On March 1, 2019, Envestnet, announced that they were partnering with Fiduciary Exchange (a company which integrates “brokerage, insurance, and advisory ecosystems”) to launch their new Envestnet Insurance Exchange, thereby providing a platform for RIAs to purchase fee-based insurance and annuity products directly from carriers on behalf of their clients, instead of through a commission-based insurance agent.
In and of itself, this is good news for the RIA community; as insurance companies are starting to bring no-commission, fee-based insurance and annuity products to market, RIAs will have a marketplace to shop for them, saving clients the cost of the otherwise-applicable commission (since the RIA is already being paid directly by the client in the first place).
Except, given other recent Envestnet acquisitions and initiatives, their Insurance Exchange could end out being a much bigger deal than much of the industry currently appreciates. To the point that someday, Envestnet might even make their other software – including the recently acquired MoneyGuidePro – free to advisors, just to further expand their Envestnet Insurance Exchange (and other investment marketplaces).
In this episode of #OfficeHours with Michael Kitces, we discuss how comprehensive financial planning actually has its roots in product sales, the real opportunity Envestnet likely saw when it purchased MoneyGuidePro, and why integrating it with its Insurance Exchange could eventually make MoneyGuidePro free and become the most disruptive shift to hit Advisor FinTech in years.
Over 30 years ago, comprehensive financial planning originated as a means to an end, where a financial product salesperson would use a plan to help a prospect define their goals, and then show how various products (that the salesperson earned a commission to sell and implement) would allow the client to achieve those goals. And even though the landscape has changed dramatically since then, financial plans are still often a means to an end even for advisors who don’t sell “products,” per se, since they’re still trying to “sell” the need for clients to save and invest… with them.
Yet the strange mystery is why those increasingly popular financial planning tools haven’t actually illustrated what happens, in the planning software itself, when various different products are added into the plan. The software illustrates a need, but then it’s necessary to provide a separate product illustration, which is completely independent of the plan that was supposed to validate the need!
The gap between financial planning software projections and product-specific illustrations began to close a couple of years ago, though, when MoneyGuidePro rolled out a partnership with Covr that gave them the ability to illustrate life insurance products (and even apply for those products) all within the confines of MoneyGuidePro itself.

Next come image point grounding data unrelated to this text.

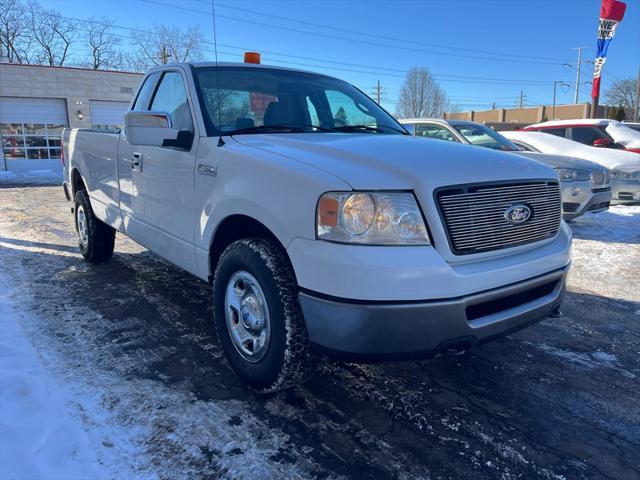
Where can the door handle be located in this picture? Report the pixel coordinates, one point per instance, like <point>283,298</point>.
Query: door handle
<point>136,162</point>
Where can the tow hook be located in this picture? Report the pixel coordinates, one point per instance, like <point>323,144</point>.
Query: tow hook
<point>556,313</point>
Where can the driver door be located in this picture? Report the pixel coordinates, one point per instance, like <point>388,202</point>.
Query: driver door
<point>163,199</point>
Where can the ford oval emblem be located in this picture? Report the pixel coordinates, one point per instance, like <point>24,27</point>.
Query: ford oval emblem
<point>517,214</point>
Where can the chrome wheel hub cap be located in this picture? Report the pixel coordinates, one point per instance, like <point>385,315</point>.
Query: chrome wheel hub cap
<point>247,316</point>
<point>81,220</point>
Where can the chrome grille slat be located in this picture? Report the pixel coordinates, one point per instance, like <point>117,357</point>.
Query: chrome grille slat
<point>461,217</point>
<point>463,235</point>
<point>475,221</point>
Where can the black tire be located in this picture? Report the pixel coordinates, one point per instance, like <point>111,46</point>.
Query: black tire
<point>98,245</point>
<point>288,359</point>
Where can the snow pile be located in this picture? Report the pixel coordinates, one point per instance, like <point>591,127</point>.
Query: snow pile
<point>38,437</point>
<point>603,243</point>
<point>31,177</point>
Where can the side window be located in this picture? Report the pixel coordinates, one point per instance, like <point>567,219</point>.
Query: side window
<point>142,102</point>
<point>586,135</point>
<point>313,113</point>
<point>437,132</point>
<point>171,97</point>
<point>346,112</point>
<point>558,132</point>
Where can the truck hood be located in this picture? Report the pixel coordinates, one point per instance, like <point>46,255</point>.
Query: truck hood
<point>563,161</point>
<point>398,162</point>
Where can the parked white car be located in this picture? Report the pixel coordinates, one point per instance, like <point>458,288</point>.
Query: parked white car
<point>320,223</point>
<point>624,167</point>
<point>597,132</point>
<point>585,185</point>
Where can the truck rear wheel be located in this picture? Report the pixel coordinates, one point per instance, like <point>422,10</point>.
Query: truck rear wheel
<point>95,238</point>
<point>258,318</point>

It’s not a big leap, then, to understand why Envestnet decided to pay a half-billion dollars last year for MoneyGuidePro… not because they were merely champing at the bit to get into the financial planning software business, but because Envestnet wanted a platform that was primed for deeper insurance and annuity integrations. And if that’s the case, and Envestnet can effectively leverage MoneyGuidePro to support its Insurance Exchange, the next question becomes… could Envestnet turn around and make the software that it paid a half-billion dollars for, free?
Which isn’t such a crazy proposition when we consider that, given the dollar volume of just variable annuities alone, Envestnet will only need to capture a minuscule slice of that market share in order generate the same revenue that all the RIAs and broker-dealers are paying annually in MoneyGuidePro subscription fees… even if Envestnet is “only” paid 25 basis points from the annuity companies on their platform. And if MoneyGuidePro is free, then it won’t take much convincing for advisors to make the switch away from other financial planning software providers, and potentially save themselves thousands of dollars a year… while further growing Envestnet’s Insurance Exchange opportunities.
Ultimately, the key point is to realize that the free-to-use software model has become the standard in recent years (think Facebook, Google, etc.), and is even gaining traction even within the financial services industry (think RIA custodian technology from Schwab, Fidelity, and TD Ameritrade). And in a world where most advisors are still writing checks each year for their various software tools, Envestnet’s acquisition of MoneyGuidePro and introduction of its Insurance Exchange could be enormously disruptive to the current FinTech landscape. Of course, it remains to be seen whether Envestnet’s Insurance Exchange really gains acceptance in the advisor community… but FinTech competitors, in particular, should be figuring out now how they’re going to respond if it does!